Objective: To clarify whether certain Diagnostic and Statistical Manual of Mental Disorders, Fourth Edition (DSM-IV), borderline personality disorder (BPD) symptoms are more prevalent among people who die by suicide, and thereby better predict suicide risk. Method: A psychological autopsy method with best informants was used to investigate DSM-IV BPD symptoms and suicide risk among people who died by suicide and met criteria for BPD (n = 62), and BPD control subjects (n = 35). Results: BPD symptoms in people who died by suicide were less likely to include affective instability and paranoid ideation-dissociative symptoms.
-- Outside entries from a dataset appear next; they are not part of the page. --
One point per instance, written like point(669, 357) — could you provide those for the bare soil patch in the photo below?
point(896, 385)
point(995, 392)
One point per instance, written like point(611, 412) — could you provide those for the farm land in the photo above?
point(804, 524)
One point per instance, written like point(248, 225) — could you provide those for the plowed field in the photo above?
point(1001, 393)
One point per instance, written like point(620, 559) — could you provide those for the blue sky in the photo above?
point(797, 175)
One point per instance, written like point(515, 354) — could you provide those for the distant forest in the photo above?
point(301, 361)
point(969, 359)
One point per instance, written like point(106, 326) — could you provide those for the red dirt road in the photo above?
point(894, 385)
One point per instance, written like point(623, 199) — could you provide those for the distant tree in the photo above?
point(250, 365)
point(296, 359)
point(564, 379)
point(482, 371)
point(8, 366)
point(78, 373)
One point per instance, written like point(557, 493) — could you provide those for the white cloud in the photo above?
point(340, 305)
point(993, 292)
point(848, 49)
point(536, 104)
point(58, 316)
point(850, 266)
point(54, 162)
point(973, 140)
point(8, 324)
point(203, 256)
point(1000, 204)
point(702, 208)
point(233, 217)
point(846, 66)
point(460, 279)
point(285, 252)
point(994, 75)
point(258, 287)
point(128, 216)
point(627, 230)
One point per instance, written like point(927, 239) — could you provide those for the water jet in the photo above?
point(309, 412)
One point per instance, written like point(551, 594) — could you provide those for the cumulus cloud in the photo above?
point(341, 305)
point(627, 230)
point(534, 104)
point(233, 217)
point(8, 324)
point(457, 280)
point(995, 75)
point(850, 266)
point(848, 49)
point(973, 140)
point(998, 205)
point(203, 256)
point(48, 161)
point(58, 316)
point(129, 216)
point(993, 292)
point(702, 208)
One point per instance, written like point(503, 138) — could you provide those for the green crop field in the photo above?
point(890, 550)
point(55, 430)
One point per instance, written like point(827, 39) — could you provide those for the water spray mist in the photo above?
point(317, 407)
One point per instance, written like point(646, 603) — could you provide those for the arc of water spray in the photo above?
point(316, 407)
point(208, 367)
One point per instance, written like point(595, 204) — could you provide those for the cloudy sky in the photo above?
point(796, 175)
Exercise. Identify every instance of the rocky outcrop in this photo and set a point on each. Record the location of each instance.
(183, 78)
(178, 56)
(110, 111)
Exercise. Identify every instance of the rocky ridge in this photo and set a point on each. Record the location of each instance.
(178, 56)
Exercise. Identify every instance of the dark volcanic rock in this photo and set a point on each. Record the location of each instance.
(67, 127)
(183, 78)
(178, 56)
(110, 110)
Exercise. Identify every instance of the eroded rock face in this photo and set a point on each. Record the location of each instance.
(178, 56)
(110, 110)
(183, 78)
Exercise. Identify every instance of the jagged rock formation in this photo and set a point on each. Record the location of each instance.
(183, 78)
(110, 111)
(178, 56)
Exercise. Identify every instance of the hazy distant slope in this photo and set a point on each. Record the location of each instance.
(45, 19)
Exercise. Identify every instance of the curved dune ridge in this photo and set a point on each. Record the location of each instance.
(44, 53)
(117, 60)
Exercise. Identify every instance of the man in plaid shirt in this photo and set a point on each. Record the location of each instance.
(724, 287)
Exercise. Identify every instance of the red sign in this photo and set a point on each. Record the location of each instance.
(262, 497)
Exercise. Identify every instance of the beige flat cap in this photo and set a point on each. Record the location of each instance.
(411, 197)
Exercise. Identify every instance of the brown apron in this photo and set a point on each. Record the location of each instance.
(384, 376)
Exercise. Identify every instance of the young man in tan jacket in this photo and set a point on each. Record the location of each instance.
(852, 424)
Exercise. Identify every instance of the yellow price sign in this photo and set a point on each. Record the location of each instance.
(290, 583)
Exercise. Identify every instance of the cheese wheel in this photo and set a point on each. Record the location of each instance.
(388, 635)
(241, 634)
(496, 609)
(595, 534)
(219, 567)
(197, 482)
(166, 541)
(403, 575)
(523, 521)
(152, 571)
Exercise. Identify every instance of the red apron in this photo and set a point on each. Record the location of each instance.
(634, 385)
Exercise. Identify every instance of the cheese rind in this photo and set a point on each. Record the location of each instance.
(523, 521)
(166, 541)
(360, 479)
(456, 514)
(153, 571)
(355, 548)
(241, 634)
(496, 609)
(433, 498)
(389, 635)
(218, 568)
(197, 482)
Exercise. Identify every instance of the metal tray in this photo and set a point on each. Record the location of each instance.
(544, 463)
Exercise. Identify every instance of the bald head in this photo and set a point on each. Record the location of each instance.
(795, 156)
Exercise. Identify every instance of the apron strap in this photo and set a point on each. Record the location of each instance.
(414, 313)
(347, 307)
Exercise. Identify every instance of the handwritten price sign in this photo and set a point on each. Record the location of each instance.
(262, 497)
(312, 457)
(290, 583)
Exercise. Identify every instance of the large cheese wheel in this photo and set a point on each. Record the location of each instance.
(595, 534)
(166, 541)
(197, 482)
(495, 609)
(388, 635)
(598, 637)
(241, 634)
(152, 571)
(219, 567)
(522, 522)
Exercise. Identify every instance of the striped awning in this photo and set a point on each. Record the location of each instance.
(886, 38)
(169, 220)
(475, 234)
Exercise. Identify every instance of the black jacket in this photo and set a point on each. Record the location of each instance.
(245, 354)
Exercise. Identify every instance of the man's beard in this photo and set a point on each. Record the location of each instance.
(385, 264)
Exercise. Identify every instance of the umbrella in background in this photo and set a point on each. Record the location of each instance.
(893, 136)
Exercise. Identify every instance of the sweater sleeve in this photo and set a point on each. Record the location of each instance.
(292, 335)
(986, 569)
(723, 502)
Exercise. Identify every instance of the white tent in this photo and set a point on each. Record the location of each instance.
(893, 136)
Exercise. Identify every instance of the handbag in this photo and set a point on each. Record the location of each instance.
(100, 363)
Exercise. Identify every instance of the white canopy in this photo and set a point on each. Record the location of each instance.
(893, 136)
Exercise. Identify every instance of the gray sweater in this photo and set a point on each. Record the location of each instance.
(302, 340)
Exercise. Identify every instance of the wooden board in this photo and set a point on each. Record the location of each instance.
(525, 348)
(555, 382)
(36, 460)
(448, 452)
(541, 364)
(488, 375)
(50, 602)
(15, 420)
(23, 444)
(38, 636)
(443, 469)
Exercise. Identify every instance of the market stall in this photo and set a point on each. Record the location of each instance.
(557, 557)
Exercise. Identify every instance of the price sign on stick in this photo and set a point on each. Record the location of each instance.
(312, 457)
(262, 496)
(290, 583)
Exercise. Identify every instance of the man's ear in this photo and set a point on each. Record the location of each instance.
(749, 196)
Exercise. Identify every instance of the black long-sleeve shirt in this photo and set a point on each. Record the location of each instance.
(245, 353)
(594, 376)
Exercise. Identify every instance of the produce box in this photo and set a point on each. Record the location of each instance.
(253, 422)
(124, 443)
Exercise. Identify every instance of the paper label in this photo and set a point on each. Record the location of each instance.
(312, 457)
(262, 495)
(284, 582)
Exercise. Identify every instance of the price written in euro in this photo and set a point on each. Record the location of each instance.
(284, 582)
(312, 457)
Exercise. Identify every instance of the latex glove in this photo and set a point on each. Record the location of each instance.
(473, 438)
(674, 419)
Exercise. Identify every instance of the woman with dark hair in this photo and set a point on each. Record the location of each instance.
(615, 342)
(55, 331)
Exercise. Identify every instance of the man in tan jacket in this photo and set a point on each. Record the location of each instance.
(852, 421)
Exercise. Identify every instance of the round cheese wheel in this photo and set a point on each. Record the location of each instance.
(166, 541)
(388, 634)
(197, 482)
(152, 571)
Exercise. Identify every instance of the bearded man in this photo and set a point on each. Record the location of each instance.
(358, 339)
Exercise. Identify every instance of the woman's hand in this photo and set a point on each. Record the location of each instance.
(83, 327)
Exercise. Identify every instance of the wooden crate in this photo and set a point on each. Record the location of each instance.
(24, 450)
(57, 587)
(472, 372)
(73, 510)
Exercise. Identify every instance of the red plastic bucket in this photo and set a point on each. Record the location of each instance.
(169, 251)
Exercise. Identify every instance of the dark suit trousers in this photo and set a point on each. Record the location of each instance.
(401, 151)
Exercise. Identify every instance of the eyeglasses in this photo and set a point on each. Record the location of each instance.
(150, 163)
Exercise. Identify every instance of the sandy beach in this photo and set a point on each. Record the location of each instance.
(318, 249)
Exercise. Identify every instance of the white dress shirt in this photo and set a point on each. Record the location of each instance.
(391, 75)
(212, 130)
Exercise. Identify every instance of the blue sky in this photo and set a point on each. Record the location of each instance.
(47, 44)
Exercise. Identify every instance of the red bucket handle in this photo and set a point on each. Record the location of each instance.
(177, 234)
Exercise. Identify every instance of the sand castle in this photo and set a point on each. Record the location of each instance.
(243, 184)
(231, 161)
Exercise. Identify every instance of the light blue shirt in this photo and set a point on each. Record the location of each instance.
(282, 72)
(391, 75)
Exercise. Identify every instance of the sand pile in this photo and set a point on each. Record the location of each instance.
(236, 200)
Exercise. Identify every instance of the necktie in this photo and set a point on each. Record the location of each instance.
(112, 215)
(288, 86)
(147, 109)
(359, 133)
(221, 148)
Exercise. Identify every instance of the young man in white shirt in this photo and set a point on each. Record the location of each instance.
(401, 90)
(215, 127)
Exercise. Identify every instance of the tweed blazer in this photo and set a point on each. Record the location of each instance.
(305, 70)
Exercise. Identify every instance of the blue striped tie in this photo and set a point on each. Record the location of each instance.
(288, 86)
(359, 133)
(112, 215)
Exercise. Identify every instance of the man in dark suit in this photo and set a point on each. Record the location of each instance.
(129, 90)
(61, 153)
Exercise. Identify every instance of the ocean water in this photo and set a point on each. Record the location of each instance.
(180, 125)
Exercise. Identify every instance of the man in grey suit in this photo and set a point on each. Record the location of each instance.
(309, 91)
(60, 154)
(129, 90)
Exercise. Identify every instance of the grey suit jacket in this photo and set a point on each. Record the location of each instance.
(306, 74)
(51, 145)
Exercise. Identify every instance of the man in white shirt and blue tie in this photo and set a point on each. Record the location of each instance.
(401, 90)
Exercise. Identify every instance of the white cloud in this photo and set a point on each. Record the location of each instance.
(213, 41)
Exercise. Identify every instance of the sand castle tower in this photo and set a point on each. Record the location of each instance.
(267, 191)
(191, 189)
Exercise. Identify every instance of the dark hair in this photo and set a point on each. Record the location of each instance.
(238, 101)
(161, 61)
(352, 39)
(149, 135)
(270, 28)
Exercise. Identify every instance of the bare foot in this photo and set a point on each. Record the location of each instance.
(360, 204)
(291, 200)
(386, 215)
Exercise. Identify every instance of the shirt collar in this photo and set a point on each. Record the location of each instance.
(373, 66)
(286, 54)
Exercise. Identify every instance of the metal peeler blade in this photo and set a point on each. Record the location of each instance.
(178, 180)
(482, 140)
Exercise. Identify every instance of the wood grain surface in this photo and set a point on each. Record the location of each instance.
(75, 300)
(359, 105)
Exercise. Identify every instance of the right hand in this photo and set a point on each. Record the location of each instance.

The negative association between paranoid ideation-dissociative symptoms and suicide was independent of all other BPD symptoms, Cluster B comorbidity, and alcohol dependence. Conclusions: We found that discrete DSM-IV BPD symptoms differentiate people with BPD who die by suicide and those who do not. People with BPD who go on to die by suicide appear to constitute a specific subgroup of those who meet criteria for BPD, characterized by different general clinical presentation, but also by different characteristics within BPD.